Publication year - 1980
Publication title -
journal of inherited metabolic disease
Language(s) - English
Resource type - Journals
SCImago Journal Rank - 1.462
H-Index - 102
eISSN - 1573-2665
pISSN - 0141-8955
DOI - 10.1007/bf02312521
Subject(s) - citrulline , arginine , complementation , argininosuccinate lyase , hela , chinese hamster , cell culture , biochemistry , argininosuccinate synthase , canavanine , biology , urea cycle , microbiology and biotechnology , chemistry , cell , amino acid , genetics , gene , phenotype
Unlike normal human cells, cultured fibroblasts from patients with argininosuccinic aciduria cannot synthesize arginine from citrulline because they have a deficiency of argininosuccinic acid lyase (ASL). We have found that V79, a Chinese hamster cell line, cannot grow on citrulline.

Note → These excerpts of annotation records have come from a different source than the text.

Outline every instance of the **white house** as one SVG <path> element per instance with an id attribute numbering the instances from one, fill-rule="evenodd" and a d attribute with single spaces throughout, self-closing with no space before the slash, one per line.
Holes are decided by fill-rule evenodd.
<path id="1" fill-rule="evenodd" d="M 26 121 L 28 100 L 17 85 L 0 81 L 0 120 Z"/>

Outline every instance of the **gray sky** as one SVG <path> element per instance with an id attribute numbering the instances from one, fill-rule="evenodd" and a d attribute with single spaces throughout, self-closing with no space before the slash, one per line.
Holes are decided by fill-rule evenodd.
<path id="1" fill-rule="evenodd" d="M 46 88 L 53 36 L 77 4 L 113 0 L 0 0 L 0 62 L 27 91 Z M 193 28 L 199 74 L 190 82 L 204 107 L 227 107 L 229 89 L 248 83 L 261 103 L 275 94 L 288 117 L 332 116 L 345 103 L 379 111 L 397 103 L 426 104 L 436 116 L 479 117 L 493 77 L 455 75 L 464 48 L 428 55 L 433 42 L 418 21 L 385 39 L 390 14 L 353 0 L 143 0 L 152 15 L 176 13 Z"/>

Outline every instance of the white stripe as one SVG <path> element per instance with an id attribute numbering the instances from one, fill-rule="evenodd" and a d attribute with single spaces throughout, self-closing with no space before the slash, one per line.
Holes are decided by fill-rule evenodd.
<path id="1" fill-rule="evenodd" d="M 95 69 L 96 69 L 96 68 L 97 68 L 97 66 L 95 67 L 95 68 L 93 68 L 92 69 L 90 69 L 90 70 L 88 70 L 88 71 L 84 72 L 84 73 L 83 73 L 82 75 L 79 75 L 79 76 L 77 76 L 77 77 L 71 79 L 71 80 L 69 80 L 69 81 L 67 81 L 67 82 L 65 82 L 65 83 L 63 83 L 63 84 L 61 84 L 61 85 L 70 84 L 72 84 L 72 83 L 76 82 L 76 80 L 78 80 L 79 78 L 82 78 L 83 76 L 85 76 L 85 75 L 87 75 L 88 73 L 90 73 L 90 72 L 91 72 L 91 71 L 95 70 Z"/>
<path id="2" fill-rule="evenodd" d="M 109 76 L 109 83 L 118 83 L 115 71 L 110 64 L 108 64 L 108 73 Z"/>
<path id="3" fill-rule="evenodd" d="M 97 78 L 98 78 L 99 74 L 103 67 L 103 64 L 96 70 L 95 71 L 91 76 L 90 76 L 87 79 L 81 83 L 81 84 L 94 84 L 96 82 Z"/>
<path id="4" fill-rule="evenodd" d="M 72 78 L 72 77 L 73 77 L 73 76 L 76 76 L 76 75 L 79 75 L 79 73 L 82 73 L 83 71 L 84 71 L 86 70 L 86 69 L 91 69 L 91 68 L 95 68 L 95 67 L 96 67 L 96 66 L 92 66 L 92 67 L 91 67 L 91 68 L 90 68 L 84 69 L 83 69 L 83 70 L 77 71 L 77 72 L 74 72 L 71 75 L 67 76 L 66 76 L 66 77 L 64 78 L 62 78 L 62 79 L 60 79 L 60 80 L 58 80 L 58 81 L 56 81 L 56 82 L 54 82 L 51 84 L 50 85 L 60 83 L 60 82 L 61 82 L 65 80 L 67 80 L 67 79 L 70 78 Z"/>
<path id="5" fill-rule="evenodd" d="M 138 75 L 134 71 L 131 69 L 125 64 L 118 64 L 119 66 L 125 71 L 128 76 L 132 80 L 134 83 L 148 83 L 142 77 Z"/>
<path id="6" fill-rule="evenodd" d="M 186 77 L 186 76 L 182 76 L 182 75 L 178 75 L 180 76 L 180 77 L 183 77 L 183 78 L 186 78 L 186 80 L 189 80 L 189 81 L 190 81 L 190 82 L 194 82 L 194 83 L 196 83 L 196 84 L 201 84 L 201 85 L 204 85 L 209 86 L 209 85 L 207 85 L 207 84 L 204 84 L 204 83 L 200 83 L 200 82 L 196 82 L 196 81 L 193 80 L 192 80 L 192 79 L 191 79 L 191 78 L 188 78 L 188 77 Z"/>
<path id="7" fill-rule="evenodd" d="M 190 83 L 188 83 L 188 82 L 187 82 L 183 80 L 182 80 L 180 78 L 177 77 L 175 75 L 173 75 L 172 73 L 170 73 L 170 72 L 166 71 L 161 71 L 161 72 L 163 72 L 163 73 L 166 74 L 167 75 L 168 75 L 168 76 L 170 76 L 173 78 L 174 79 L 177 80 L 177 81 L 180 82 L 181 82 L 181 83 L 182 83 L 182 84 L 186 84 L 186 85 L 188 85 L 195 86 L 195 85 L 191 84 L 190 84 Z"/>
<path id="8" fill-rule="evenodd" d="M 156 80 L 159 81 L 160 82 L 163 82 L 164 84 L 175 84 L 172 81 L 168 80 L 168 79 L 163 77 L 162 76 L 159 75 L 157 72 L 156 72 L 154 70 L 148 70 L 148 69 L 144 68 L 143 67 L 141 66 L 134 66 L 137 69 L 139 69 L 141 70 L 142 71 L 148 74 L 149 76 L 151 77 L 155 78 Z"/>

Although these cells show a normal uptake of citrulline and have levels of ASL comparable to a human cell line (HeLa) which can grow in citrulline‐containing medium, V79 cells have less than 5% of the argininosuccinic acid synthetase (ASS) activity of HeLa and cannot convert citrulline to argininosuccinate and thence to arginine. When heterokaryocytes are formed between V79 and a human cell line derived from a patient with ASL deficiency, complementation takes place and citrulline is incorporated into cell protein, presumably after having been converted to arginine. This is the first time that a genetic defect of the urea cycle has been corrected in human cells.